Cuando miramos nuestra vida, es fácil decir que confiamos en Dios, pero permanecer parados, solo observando a distancia. La anotación “Quien tiene fe en Dios, se posiciona” nos confronta exactamente en este punto: si creemos, ¿por qué seguimos en el mismo lugar? Muchas veces sabemos dónde está el “campamento” que Dios quiere que visitemos: una conversación difícil, una decisión postergada, un pecado no confesado, una reconciliación necesaria. David caminó hasta el centro del peligro, no porque fuera valiente en sí mismo, sino porque sabía que Dios lo sostenía. En Cristo, somos llamados a vivir esta misma confianza: no basar nuestros pasos en el tamaño del ejército a nuestro alrededor, sino en la grandeza del Señor que camina con nosotros. Fe que se posiciona es fe que transforma la teoría en práctica.

Posicionarse en fe no significa actuar de manera imprudente o movido por la carne, sino obedecer la dirección de Dios incluso cuando parece incómoda. David podría haber permanecido lejos, quejándose de la injusticia de Saúl, pero eligió acercarse y dejar que Dios escribiera la historia. Así también, muchas veces preferimos quejarnos de personas, situaciones y límites, en lugar de ir hasta el “campamento” y enfrentar, con Cristo, aquello que nos desafía. Posicionarse puede ser elegir perdonar, buscar ayuda, decir un “no” firme a la tentación o un “sí” obediente a la vocación que hemos postergado. La verdadera fe no es pasiva: nos saca del escondite y nos lleva al lugar donde Dios quiere trabajar en nosotros y a través de nosotros. Cuando nos disponemos a dar este paso, no estamos confiando en nuestra fuerza, sino en la gracia que el Señor ya preparó en Jesús.
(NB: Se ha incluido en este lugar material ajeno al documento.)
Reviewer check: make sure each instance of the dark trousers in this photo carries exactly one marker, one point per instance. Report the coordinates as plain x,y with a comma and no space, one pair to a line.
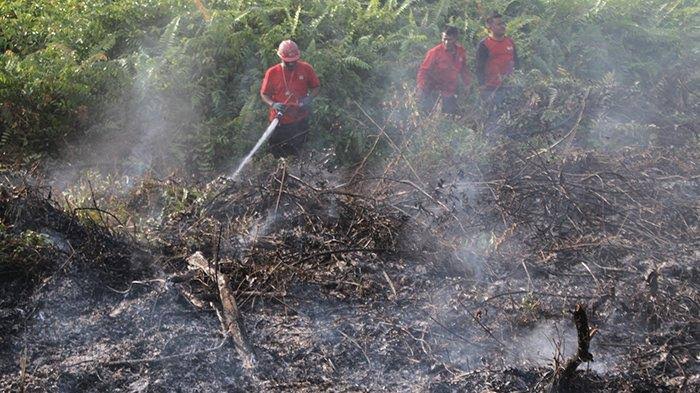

Hoy, tal vez sepas exactamente cuál es el “campamento” ante el cual Dios está pidiendo que te posiciones. Puede ser una decisión espiritual, un cambio de actitud en casa, un posicionamiento en el trabajo, o simplemente volver a buscar al Señor con sinceridad. Recuerda: David no fue solo; fue sostenido por el mismo Dios que, en Cristo, prometió nunca abandonarlo. No necesitas tener todas las respuestas, solo la disposición de dar el próximo paso en fe, incluso si aún hay ejércitos alrededor. Confía en que el Señor es mayor que el escenario que te asusta y que Él guarda tus pasos cuando te posicionas en obediencia. Camina hoy con esta certeza: quien tiene fe en Dios, se posiciona — y quien se posiciona en Dios jamás quedará sin el cuidado fiel del Señor.